Their findings have been published in Physical Review Letters (“Charging Quantum Batteries via Indefinite Causal Order: Theory and Experiment”).

Key Takeaways

Quantum batteries leverage subatomic phenomena to outperform traditional chemical batteries in low-power applications.
Researchers from the University of Tokyo employ a unique quantum process that challenges conventional causality, enhancing quantum battery efficiency.
Quantum batteries currently exist in experimental stages, with global research focused on practical applications for portable and low-power devices.
The concept of Indefinite Causal Order (ICO) in quantum batteries enables more efficient charging, even with lower-power sources.
ICO’s principles may enhance other thermodynamic processes, such as improving solar panel efficiency by mitigating heat effects.

The Research

When you hear the word “quantum,” the physics governing the subatomic world, developments in quantum computers tend to steal the headlines, but there are other upcoming quantum technologies worth paying attention to. One such item is the quantum battery which, though initially puzzling in name, holds unexplored potential for sustainable energy solutions and possible integration into future electric vehicles. Nevertheless, these new devices are poised to find use in various portable and low-power applications, especially when opportunities to recharge are scarce.
At present, quantum batteries only exist as laboratory experiments, and researchers around the world are working on the different aspects that are hoped to one day combine into a fully functioning and practical application. Graduate student Yuanbo Chen and Associate Professor Yoshihiko Hasegawa from the Department of Information and Communication Engineering at the University of Tokyo are investigating the best way to charge a quantum battery, and this is where time comes into play. One of the advantages of quantum batteries is that they should be incredibly efficient, but that hinges on the way they are charged.
“Current batteries for low-power devices, such as smartphones or sensors, typically use chemicals such as lithium to store charge, whereas a quantum battery uses microscopic particles like arrays of atoms,” said Chen. “While chemical batteries are governed by classical laws of physics, microscopic particles are quantum in nature, so we have a chance to explore ways of using them that bend or even break our intuitive notions of what takes place at small scales. I’m particularly interested in the way quantum particles can work to violate one of our most fundamental experiences, that of time.”
In collaboration with researcher Gaoyan Zhu and Professor Peng Xue from Beijing Computational Science Research Center, the team experimented with ways to charge a quantum battery using optical apparatuses such as lasers, lenses and mirrors, but the way they achieved it necessitated a quantum effect where events are not causally connected the way everyday things are.
Earlier methods to charge a quantum battery involved a series of charging stages one after the other. However, here, the team instead used a novel quantum effect they call indefinite causal order, or ICO. In the classical realm, causality follows a clear path, meaning that if event A leads to event B, then the possibility of B causing A is excluded. However, at the quantum scale, ICO allows both directions of causality to exist in what’s known as a quantum superposition, where both can be simultaneously true.

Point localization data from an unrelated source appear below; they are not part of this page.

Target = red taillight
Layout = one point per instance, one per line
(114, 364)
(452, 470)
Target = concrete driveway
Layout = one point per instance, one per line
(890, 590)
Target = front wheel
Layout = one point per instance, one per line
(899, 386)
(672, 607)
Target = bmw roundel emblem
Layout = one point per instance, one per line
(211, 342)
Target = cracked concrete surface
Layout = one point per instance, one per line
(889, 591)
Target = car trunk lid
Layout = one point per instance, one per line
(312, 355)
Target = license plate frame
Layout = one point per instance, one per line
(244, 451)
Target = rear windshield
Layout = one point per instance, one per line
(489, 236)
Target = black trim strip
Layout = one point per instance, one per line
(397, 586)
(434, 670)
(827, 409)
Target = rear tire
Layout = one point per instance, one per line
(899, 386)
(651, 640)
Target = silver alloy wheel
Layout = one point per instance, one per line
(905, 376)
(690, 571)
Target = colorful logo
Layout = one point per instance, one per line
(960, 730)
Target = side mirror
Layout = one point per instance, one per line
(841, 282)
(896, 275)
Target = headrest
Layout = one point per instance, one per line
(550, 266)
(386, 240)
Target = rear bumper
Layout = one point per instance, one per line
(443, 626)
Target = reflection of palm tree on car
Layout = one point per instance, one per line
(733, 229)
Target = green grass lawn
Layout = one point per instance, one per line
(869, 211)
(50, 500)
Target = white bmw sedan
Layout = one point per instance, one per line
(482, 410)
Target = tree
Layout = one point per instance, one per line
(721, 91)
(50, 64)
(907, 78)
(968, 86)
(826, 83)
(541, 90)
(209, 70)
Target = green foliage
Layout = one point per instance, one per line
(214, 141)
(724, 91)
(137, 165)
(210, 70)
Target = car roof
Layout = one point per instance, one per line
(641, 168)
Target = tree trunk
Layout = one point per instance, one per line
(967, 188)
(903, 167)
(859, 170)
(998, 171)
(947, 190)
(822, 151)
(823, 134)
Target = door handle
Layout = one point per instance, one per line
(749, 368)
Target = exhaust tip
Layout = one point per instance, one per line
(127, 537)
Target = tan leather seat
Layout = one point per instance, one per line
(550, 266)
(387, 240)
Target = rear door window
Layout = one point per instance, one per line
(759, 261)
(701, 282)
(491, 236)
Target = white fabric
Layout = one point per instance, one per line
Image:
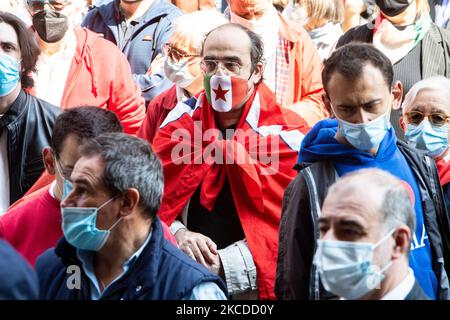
(4, 172)
(325, 38)
(403, 289)
(267, 27)
(52, 71)
(181, 94)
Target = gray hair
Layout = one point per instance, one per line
(129, 163)
(396, 207)
(438, 83)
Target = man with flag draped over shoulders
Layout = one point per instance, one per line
(228, 154)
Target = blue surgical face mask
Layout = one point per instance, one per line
(427, 137)
(79, 226)
(365, 136)
(346, 268)
(9, 74)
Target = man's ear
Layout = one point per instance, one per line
(49, 160)
(402, 237)
(402, 123)
(130, 201)
(327, 103)
(397, 91)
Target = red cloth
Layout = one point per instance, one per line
(100, 75)
(257, 196)
(33, 225)
(157, 111)
(443, 166)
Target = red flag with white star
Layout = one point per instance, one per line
(224, 92)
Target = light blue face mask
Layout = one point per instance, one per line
(9, 74)
(365, 136)
(80, 229)
(427, 137)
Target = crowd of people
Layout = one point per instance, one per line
(214, 150)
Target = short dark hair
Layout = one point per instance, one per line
(29, 48)
(257, 46)
(129, 163)
(84, 123)
(349, 61)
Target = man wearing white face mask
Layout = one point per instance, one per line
(375, 231)
(426, 113)
(358, 79)
(292, 64)
(182, 66)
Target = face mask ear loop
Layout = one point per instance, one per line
(384, 238)
(98, 209)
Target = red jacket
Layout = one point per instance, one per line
(34, 225)
(157, 111)
(100, 75)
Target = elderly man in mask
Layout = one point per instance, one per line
(292, 64)
(361, 90)
(374, 230)
(181, 66)
(113, 236)
(78, 67)
(426, 114)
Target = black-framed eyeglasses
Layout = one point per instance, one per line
(436, 118)
(176, 55)
(210, 66)
(39, 5)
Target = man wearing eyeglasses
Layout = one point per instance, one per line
(425, 120)
(181, 66)
(222, 196)
(139, 28)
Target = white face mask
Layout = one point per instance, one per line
(346, 267)
(178, 73)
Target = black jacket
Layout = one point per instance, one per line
(296, 277)
(29, 123)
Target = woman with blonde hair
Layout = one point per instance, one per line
(321, 18)
(405, 33)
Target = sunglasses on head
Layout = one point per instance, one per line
(57, 5)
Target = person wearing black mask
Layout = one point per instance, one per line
(417, 47)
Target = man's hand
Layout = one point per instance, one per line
(199, 247)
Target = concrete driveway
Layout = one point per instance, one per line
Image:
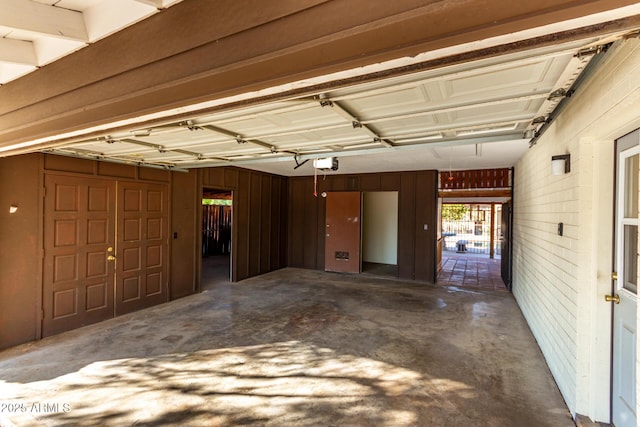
(293, 347)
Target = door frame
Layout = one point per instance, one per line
(234, 233)
(617, 253)
(199, 242)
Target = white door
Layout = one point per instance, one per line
(625, 282)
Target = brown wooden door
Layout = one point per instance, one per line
(79, 231)
(141, 274)
(342, 227)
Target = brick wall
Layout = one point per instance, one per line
(560, 282)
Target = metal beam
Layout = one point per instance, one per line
(363, 151)
(357, 123)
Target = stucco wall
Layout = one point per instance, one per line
(560, 282)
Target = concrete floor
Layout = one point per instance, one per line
(293, 348)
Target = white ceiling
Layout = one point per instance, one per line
(34, 33)
(468, 116)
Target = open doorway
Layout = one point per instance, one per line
(472, 245)
(217, 206)
(380, 233)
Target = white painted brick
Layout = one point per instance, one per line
(555, 277)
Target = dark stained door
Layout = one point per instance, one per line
(342, 231)
(79, 236)
(505, 244)
(141, 274)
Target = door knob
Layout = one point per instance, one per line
(614, 298)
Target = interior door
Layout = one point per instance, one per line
(505, 245)
(79, 237)
(342, 231)
(141, 274)
(625, 283)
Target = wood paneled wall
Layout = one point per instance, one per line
(20, 249)
(260, 200)
(417, 207)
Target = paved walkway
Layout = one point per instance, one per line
(470, 271)
(292, 348)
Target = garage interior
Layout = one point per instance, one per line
(105, 166)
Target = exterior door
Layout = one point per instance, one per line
(79, 237)
(625, 283)
(141, 274)
(505, 245)
(105, 249)
(342, 231)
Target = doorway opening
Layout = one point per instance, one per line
(217, 208)
(380, 233)
(472, 245)
(472, 229)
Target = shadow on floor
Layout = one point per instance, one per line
(295, 347)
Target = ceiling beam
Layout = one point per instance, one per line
(40, 18)
(17, 52)
(159, 4)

“With ICO, we demonstrated that the way you charge a battery made up of quantum particles could drastically impact its performance,” said Chen. “We saw huge gains in both the energy stored in the system and the thermal efficiency. And somewhat counterintuitively, we discovered the surprising effect of an interaction that’s the inverse of what you might expect: A lower-power charger could provide higher energies with greater efficiency than a comparably higher-power charger using the same apparatus.”
The phenomenon of ICO the team explored could find uses beyond charging a new generation of low-power devices. The underlying principles, including the inverse interaction effect uncovered here, could improve the performance of other tasks involving thermodynamics or processes that involve the transfer of heat. One promising example is solar panels, where heat effects can reduce their efficiency, but ICO could be used to mitigate those and lead to gains in efficiency instead.